Beijing has vowed to retaliate if the US carries out its threat to raise tariffs on $200bn of Chinese exports from tomorrow.
Donald Trump signalled the escalation in their trade war last Sunday, announcing the charges were to go up from 10% to 25% as his administration accused China of reneging on promises made during peace talks.
Those negotiations are due to resume in Washington today, less than 24-hours before the tariffs are due to go up.
The talks will be attended by Vice Premier Liu He – signalling that relations have not entirely broken down.
President Trump’s threat was widely seen as holding a gun to Beijing’s head, with his trade team saying it had hoped to sign an agreement to end the trade war but for China tearing up its commitments.
The main area of disagreement is said to centre on the US allegations that China steals technology and pressures American companies into handing over trade secrets.
China’s Commerce Ministry said it would respond to any increase in tariffs but did not elaborate.
The deterioration in the negotiations has sparked renewed jitters on the prospect for peace in financial markets worldwide this week.
Stocks extended earlier losses in Asian trade after Mr Trump told a rally of supporters in Florida that China had “broke the deal” and would be paying for it.
The Shanghai Composite was more than 1% lower on Thursday – building on earlier losses in the week.
Hong Kong’s Hang Seng was down 1.6% while the Nikkei in Japan was 1.2% lower.
In London, the FTSE 100 was forecast by financial spreadbetters to open down 0.3%.
Jasper Lawler, head of research at London Capital Group, said: “Risk aversion continues to grip the market.
“Riskier assets such as equities are out of favour, whilst flows into the safe haven yen have pushed the currency towards a six-week high versus the dollar.”
He added: “Any indication that Chinese negotiators can convince President Trump to back down on the tariff hike threat, will lift stocks.
“On the other hand, should Trump go ahead with the tariff increase we could expect equities to continue falling.

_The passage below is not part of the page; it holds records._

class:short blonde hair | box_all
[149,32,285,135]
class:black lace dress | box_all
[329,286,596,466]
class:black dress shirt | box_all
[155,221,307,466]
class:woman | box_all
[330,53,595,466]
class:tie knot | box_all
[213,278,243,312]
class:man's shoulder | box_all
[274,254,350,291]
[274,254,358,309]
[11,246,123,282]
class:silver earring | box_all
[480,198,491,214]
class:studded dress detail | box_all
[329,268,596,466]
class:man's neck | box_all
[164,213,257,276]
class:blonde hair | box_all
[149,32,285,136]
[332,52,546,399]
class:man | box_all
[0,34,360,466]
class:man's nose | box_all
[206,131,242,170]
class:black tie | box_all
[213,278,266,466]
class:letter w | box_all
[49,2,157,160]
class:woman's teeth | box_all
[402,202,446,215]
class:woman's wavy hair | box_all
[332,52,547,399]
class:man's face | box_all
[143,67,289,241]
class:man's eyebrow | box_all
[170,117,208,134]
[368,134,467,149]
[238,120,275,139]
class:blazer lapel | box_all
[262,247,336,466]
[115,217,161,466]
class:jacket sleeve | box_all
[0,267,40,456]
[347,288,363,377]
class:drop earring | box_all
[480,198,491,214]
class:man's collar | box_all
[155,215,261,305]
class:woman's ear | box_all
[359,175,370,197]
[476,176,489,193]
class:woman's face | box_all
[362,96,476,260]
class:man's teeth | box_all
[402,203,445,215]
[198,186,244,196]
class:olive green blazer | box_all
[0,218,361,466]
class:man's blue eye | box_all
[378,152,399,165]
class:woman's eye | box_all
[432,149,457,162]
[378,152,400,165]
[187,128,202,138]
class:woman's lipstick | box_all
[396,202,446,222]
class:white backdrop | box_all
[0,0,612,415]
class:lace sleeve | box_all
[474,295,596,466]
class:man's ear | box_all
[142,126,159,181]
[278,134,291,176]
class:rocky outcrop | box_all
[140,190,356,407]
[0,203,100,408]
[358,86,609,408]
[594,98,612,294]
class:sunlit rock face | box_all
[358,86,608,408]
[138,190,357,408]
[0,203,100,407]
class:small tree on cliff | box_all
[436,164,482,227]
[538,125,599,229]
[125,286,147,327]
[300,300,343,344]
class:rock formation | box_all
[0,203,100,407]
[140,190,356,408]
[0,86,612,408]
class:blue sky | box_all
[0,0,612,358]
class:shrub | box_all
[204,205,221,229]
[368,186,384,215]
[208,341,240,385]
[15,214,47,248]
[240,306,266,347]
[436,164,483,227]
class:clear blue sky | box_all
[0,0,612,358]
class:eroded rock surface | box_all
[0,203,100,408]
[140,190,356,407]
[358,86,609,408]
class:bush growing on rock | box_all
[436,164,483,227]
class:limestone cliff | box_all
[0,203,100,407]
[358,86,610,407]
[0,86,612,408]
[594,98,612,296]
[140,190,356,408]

Investors will need to price in the trade dispute as a much longer-term factor.”
The trade war between the world’s two largest economies has been blamed for curtailing global demand – and therefore growth.
Steve Cochrane, chief APAC economist at Moody’s Analytics in Singapore, wrote: “If Trump’s threat becomes reality, it will be a game changer for the global economy.
“This is the worst-case scenario we modelled last year that resulted in recession conditions in the United States, a rapid reduction of growth in China, and slower global trade.”